我目前正在使用 boost::polygon::detail::resize() 函数将多边形的轮廓放大或缩小特定大小。这运行良好并给出了正确的结果。
现在在某些情况下,根据输入形状,生成的多边形(红色)包含彼此非常接近的矢量线(黑线):
我想要做的是在这样一个多边形的所有相邻线上有一个最小距离。对于此示例,这意味着需要修改生成的多边形并添加矢量线(蓝色),以替换其下方的红线。这当然会改变多边形的形状,但会使其符合最小距离规则。在上面给出的示例图片中,新的蓝线将具有所需最小距离的长度。
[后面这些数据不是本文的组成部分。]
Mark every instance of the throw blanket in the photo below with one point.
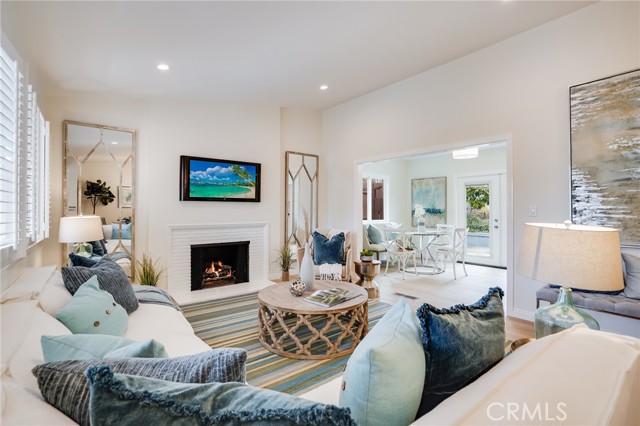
(151, 294)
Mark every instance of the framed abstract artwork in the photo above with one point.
(430, 194)
(605, 154)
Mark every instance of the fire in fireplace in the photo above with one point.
(220, 264)
(217, 273)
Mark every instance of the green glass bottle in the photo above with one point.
(561, 315)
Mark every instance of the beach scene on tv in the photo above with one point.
(212, 179)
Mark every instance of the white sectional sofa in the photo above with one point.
(577, 377)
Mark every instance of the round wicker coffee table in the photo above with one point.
(294, 328)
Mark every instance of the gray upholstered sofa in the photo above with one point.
(626, 303)
(617, 304)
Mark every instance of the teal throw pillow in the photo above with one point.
(64, 385)
(111, 278)
(328, 250)
(124, 235)
(91, 346)
(461, 343)
(384, 377)
(93, 311)
(140, 400)
(375, 235)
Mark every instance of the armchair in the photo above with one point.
(378, 247)
(347, 261)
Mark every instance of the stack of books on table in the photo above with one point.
(330, 297)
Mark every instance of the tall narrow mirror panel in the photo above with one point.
(301, 197)
(99, 166)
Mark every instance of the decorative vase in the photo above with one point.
(561, 315)
(306, 268)
(297, 288)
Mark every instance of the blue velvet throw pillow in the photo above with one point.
(328, 250)
(131, 400)
(82, 261)
(460, 344)
(111, 278)
(64, 385)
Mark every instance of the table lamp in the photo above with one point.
(573, 257)
(79, 230)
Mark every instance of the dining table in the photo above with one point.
(425, 238)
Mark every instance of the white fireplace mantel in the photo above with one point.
(182, 237)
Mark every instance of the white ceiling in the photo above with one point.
(267, 52)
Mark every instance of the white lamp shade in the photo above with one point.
(580, 257)
(77, 229)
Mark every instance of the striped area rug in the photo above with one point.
(233, 322)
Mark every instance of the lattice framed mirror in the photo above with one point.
(94, 155)
(301, 196)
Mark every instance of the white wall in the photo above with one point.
(394, 171)
(166, 130)
(518, 87)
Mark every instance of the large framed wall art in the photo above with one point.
(605, 154)
(430, 195)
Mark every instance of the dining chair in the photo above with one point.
(402, 249)
(442, 240)
(455, 251)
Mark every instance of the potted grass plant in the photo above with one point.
(148, 271)
(284, 260)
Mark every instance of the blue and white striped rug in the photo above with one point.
(233, 322)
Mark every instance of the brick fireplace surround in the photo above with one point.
(181, 237)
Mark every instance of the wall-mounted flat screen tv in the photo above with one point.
(210, 179)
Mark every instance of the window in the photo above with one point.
(24, 167)
(373, 198)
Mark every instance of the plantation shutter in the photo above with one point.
(8, 152)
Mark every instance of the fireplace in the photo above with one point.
(219, 264)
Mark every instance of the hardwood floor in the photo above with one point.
(443, 291)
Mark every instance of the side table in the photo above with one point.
(367, 272)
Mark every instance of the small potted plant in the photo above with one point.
(98, 192)
(148, 272)
(366, 255)
(284, 260)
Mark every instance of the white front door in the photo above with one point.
(482, 208)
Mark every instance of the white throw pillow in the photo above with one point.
(16, 321)
(54, 295)
(384, 378)
(30, 352)
(107, 230)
我的问题:是否有任何可用的增强功能可以完成这项工作?如果是:哪些以及如何使用它们?
谢谢!
使用以下方法将您的图像转换为代码:
那是:
Point
A(-25.74, 2.5),
B( 14.96, 12.96),
C( 31.07, -2.16),
D( 37, -27.74),
E( 29.37, -51.63),
F( 46.62, -25.48),
G( 48.17, 3.63),
H( 41.53, 20.31),
I( 77.57, 32.04);
String ls{A, B, C, D, E, F, G, H, I};
使用
using Point = bgm::d2::point_xy<double>;
using String = bgm::linestring<Point>;
让我们重现角度测量:
#include <boost/geometry.hpp>
#include <boost/geometry/views/segment_view.hpp>
#include <boost/geometry/geometries/point_xyz.hpp>
#include <iostream>
#include <fstream>
namespace bg = boost::geometry;
namespace bgm = bg::model;
using Point = bgm::d2::point_xy<double>;
using String = bgm::linestring<Point>;
using bg::wkt;
static inline auto angle_rad(Point a, Point b) {
bg::subtract_point(a, b);
return atan2(a.y(), a.x());
}
int main()
{
// clang-format off
Point
A(-25.74, 2.5),
B( 14.96, 12.96),
C( 31.07, -2.16),
D( 37, -27.74),
E( 29.37, -51.63),
F( 46.62, -25.48),
G( 48.17, 3.63),
H( 41.53, 20.31),
I( 77.57, 32.04);
// clang-format on
String ls{A, B, C, D, E, F, G, H, I};
if (std::string reason; !bg::is_valid(ls, reason)) {
std::cout << reason << "\n";
bg::correct(ls);
}
std::cout << wkt(ls) << "\n";
auto desc_p = [&ls](Point const& p) {
static auto names = "ABCDEFGHIJ";
assert(not std::less<>{}(&ls.back(), &p));
assert(not std::less<>{}(&p, &ls.front()));
return std::string(names + (&p - &ls.front()), 1);
};
auto desc = [=](auto it) {
return desc_p(*it->first) + desc_p(*it->second);
};
assert(ls.size() > 1);
auto a = bg::segments_begin(ls), b = std::next(a), e = bg::segments_end(ls);
for (; b != e; ++a, ++b) {
// segment pair *a and *b
auto pointing_angle = [](auto it) {
return angle_rad(*it->first, *it->second);
};
auto aa = pointing_angle(a);
auto ab = pointing_angle(b);
auto deg = [](auto rad) { return rad / M_PI * 180; };
std::cout << "angle " << deg(fmod(ab - aa + 3 * M_PI, 2 * M_PI))
<< " between " //
<< desc(a) << " " << deg(aa) << " vs " //
<< desc(b) << " " << deg(ab) << "\n";
}
{
// Declare a stream and an SVG mapper
std::ofstream svg("output.svg");
bg::svg_mapper<Point> mapper(svg, 400, 400);
// Add geometries such that all these geometries fit on the map
mapper.add(ls);
mapper.map(ls, "fill-opacity:0.3;fill:rgb(51,0,0);stroke:rgb(51,0,0);stroke-width:1");
for (auto& p : ls)
mapper.text(p, desc_p(p), "");
}
}
印刷
LINESTRING(-25.74 2.5,14.96 12.96,31.07 -2.16,37 -27.74,29.37 -51.63,46.62 -25.48,48.17 3.63,41.53 20.31,77.57 32.04)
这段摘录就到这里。